Bergedorf. Vom Umschwung des gesellschaftlichen Klimas 1933 – und nach dem Krieg. Annette Hülsmeyer liest aus dem Buch ihrer Mutter Maria Busch.
Dieser Auftakt der Lesungen im „Plietsch“ dürfte unter die Haut gehen: Am Donnerstag, 18. April, werden im Sachenstor 23 die Lebenserinnerungen von Maria Busch an die Zeit des Nationalsozialismus und die frühen Nachkriegsjahre in Bergedorf lebendig. Von 18.30 Uhr an liest Annette Hülsmeyer aus dem Buch, das ihre Mutter mit einem markanten Titel versah: „...und morgens war er dann ein Nazi“.

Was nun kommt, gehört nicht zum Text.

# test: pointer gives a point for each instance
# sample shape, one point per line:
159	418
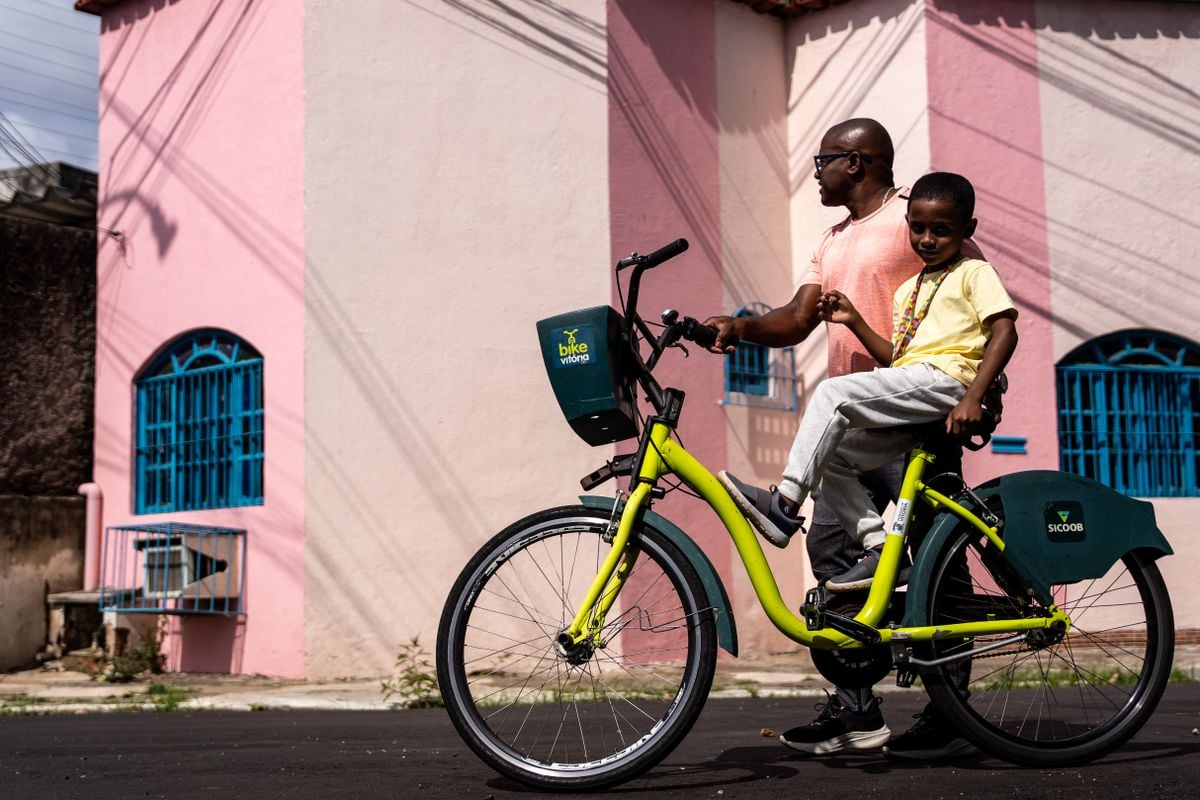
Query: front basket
583	352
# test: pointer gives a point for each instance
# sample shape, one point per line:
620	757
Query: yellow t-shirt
953	335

Es umfasst die Beobachtungen einer jungen Frau, die mit 17 Jahre erlebte, wie Nachbarn buchstäblich über Nacht zu glühenden Verehrern Hitlers wurden. Einfach nur deshalb, weil es plötzlich angesagt war. Oder wie Maria Busch es auf den Punkt bringt: „Eine Gesinnung hatte er nicht. Die machte Goebbels für ihn. Er wurde beobachtet. Das tat ihm gut. Er gehörte zu den Siegern. Es war schön, ein Nazi zu sein.“
Beklemmendes Buch „leider ein sehr aktuelles Thema“
Doch dabei belässt es dieses Buch nicht. Maria Busch, die als Tochter des linken Buchdruckers Wilhelm Osterhold nach dessen Verurteilung 1935 selbst für kurze Zeit im KZ Fuhlsbüttel saß, machte sich in der 50er-Jahren die Mühe, das weitere Leben dieser Menschen zu dokumentieren. Denn jetzt war ja plötzlich niemand mehr Nazi gewesen. Oder glaubten das die Betroffenen vielleicht sogar?

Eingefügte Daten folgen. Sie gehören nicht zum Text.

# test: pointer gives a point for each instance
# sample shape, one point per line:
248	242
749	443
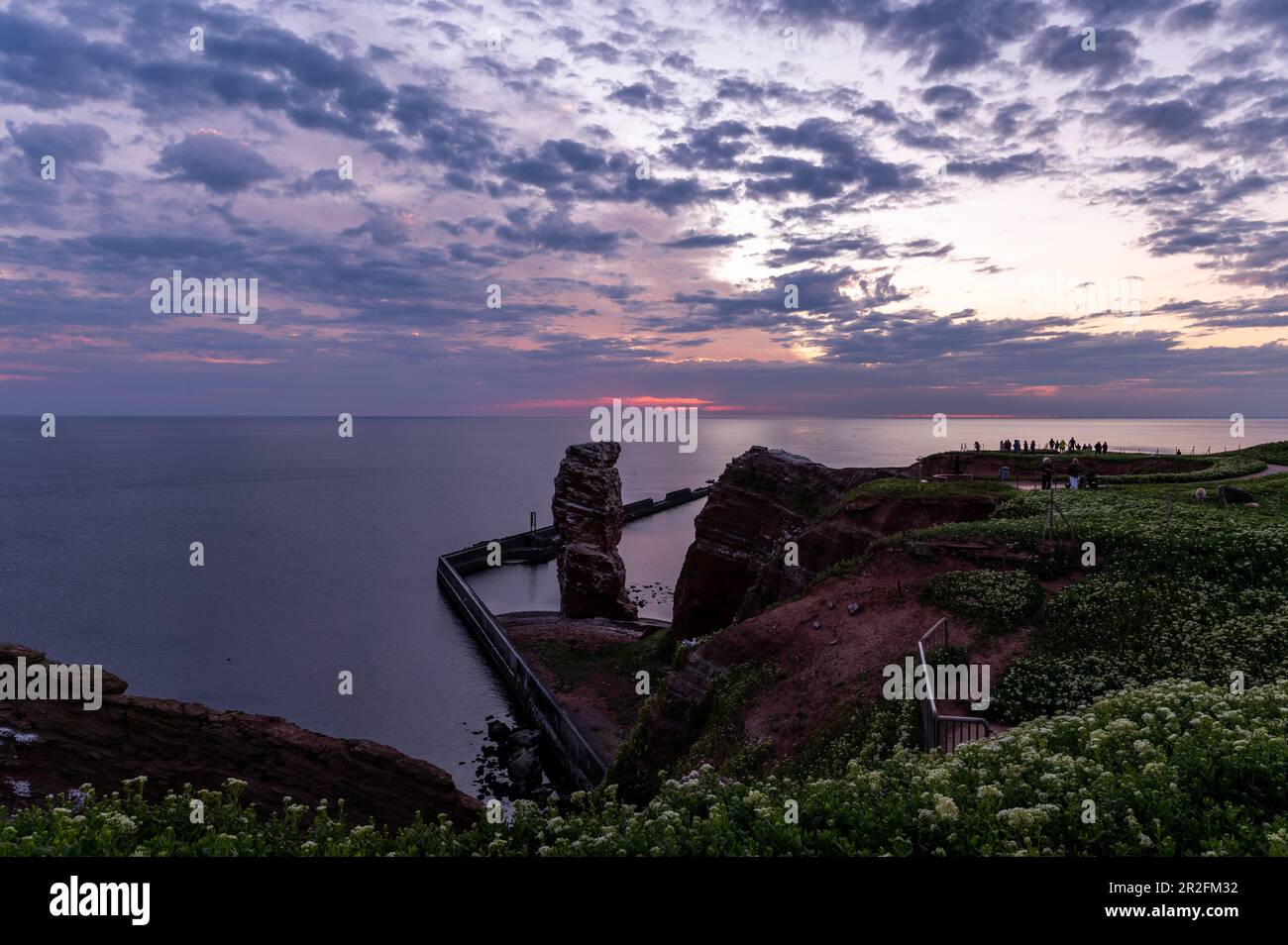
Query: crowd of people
1051	446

Jahrzehnte später überarbeitete Maria Busch ihre Aufzeichnungen, verdichtete die Sprache zu dem jetzt vorliegenden Buch, über das Christian Römmer von der KZ-Gedenkstätte Neuengamme schreibt: „In Form einer Miniatur gelingt Maria Busch mehr als manchen Autoren in dicken Büchern: den Umschwung eines gesellschaftlichen Klimas nachvollziehbar zu machen. Leider ein hochaktuelles Thema.“
Maria Buschs Tochter Annette Hülsmeyer, Jahrgang 1945, wird das 176 Seiten starke Werk vorstellen. Es ist als Teil der Reihe „Hamburger Selbstzeugnisse“ des Vereins für Hamburgische Geschichte im Göttinger Wallstein-Verlag erschienen. Der Eintritt zur Lesung ist frei. Das Buch ist zum Preis von 18 Euro im „Plietsch“ zu haben.